Suppose this time that the number of people buying our product is the 10% of the population, equally distributed across all the cities.
Then we must calculate the weight of each city by dividing the number of potential clients in each city by the total number of clients
pt_clients_perc = 0.1
clients = np.round(data.loc[:,"pop_size"].values*pt_clients_perc)
clients_perc = pd.DataFrame(clients/clients.sum(),columns = ["weight"])
data = data.join(clients_perc)
data = data.join(pd.DataFrame(clients,columns = ["number_of_clients"]))
#data = data.join(clients)
display(data.head())
city_name | pop_size | lat | long | weight | number_of_clients | |
---|---|---|---|---|---|---|
0 | Varallo Pombia | 5004 | 45.665904 | 8.632693 | 0.000102 | 500.0 |
1 | Certosa di Pavia | 5004 | 45.257015 | 9.148114 | 0.000102 | 500.0 |
2 | Mistretta | 5014 | 37.929885 | 14.362873 | 0.000103 | 501.0 |
3 | Santa Teresa Gallura | 5018 | 41.241377 | 9.188518 | 0.000103 | 502.0 |
4 | Alzate Brianza | 5019 | 45.769778 | 9.182041 | 0.000103 | 502.0 |
The way we will find the solution is by using a clustering method, in particular the K-Means algorithm, which seeks to minimize the distance between each point in a cluster (the cities assigned to a particular facility) and the centre of the cluster (the facility itself)
First we initialize the clustering process by putting all the cities in one cluster
coordinates_df = data.loc[:,["lat","long"]]
n = 1
#solver.fit(coordinates_df,sample_weight = data.loc[:,"%clients"] )
#location = solver.cluster_centers_
#labels = data.set_index(solver.labels_)
Now we introduce a constraint max_capacity, defined as the maximum amount of product units the facility can output in one year, divided by the total demand of the output in one year, for a single product
suppose the maximum output is 1500 units/day the maximum capacity is:
units_day = 1500
units_year = units_day*365
max_capacity = np.round(units_year/clients.sum(),6)
print(f"The maximum capacity for each facility is {max_capacity}")
print(f"Which equals to a maximum yearly output of {units_year} units/year ")
The maximum capacity for each facility is 0.112119
Which equals to a maximum yearly output of 547500 units/year
The total sum of the demand (or weights) for i-th facility must be less or equal than the units_year (or max_capacity).
Next we define the function find_optimum that takes in the minimum amount of facilities we want to locate and find an optimal amount of facilities with the aforementioned contraint.
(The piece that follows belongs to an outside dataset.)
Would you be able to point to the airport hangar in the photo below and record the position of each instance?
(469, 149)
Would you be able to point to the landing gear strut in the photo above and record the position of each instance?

Then, among the possible solutions we calculate the the average saturation rate, defined as :
Saturation ratej=outputjmaximum output=∑wijmaximum outputoutputj=The sum of the weights of the cities supplied by the j-th facility wij=The weight of the i-th city supplied by the j-th facility maximum output=The maximum sum of weights a facility can supply
In this case, given a maximum daily output of 1500 units/day:
Saturation ratej=outputj0.1129In the end we pick the combination of facilities with the maximum saturation rate.
def find_optimum(starting_n):
n = starting_n
optimal_solution = None
optimal_cluster_n = 10000 #initializes the variables that will hold the optimum
optimal_array = [] #optimal array will contain the all the possible optimum solutions
optimal_capacity = [] #optimal capacity will contain the output of the faclities in a given solution
while True:
print (f"Trying number of facilities = {n}")
labels = data.set_index(np.zeros(len(data.index)))
#These lines will initialize the labels array which will hold the clusters
for j in range(200):
solver = KMeans(n,n_init = 1,max_iter = 1000,tol = 1e-9,init = "k-means++")
solver.fit(coordinates_df,sample_weight = data.loc[:,"weight"])
labels = pd.DataFrame(solver.labels_,columns = ["label"])
labels = data.set_index(solver.labels_)
#fits the kmeans algorithm to the data points
for i in range(0,n):
used_capacity = labels.groupby(level=0)["weight"].sum().values
#computes used_capacity which measures how much the capacity of each facility is saturated
if all([i <= max_capacity for i in used_capacity]):
#if the capacity of all the facilities is not saturated, it is considered the minimum amount of facilities
#that satisfy the capacity contraint,and will search an optimum among them,
#otherwise the loop continues
optimal_cluster_n = n
optimal_array.append(solver)
optimal_capacity.append(used_capacity)
if optimal_array:
#calculates the average output of each found solution, then picks the one with the maximum avg output
optimal_capacity_avg = [facility_used_capacity.mean() for facility_used_capacity in optimal_capacity]
optimal_saturation = max(optimal_capacity_avg)
indx = optimal_capacity_avg.index(optimal_saturation)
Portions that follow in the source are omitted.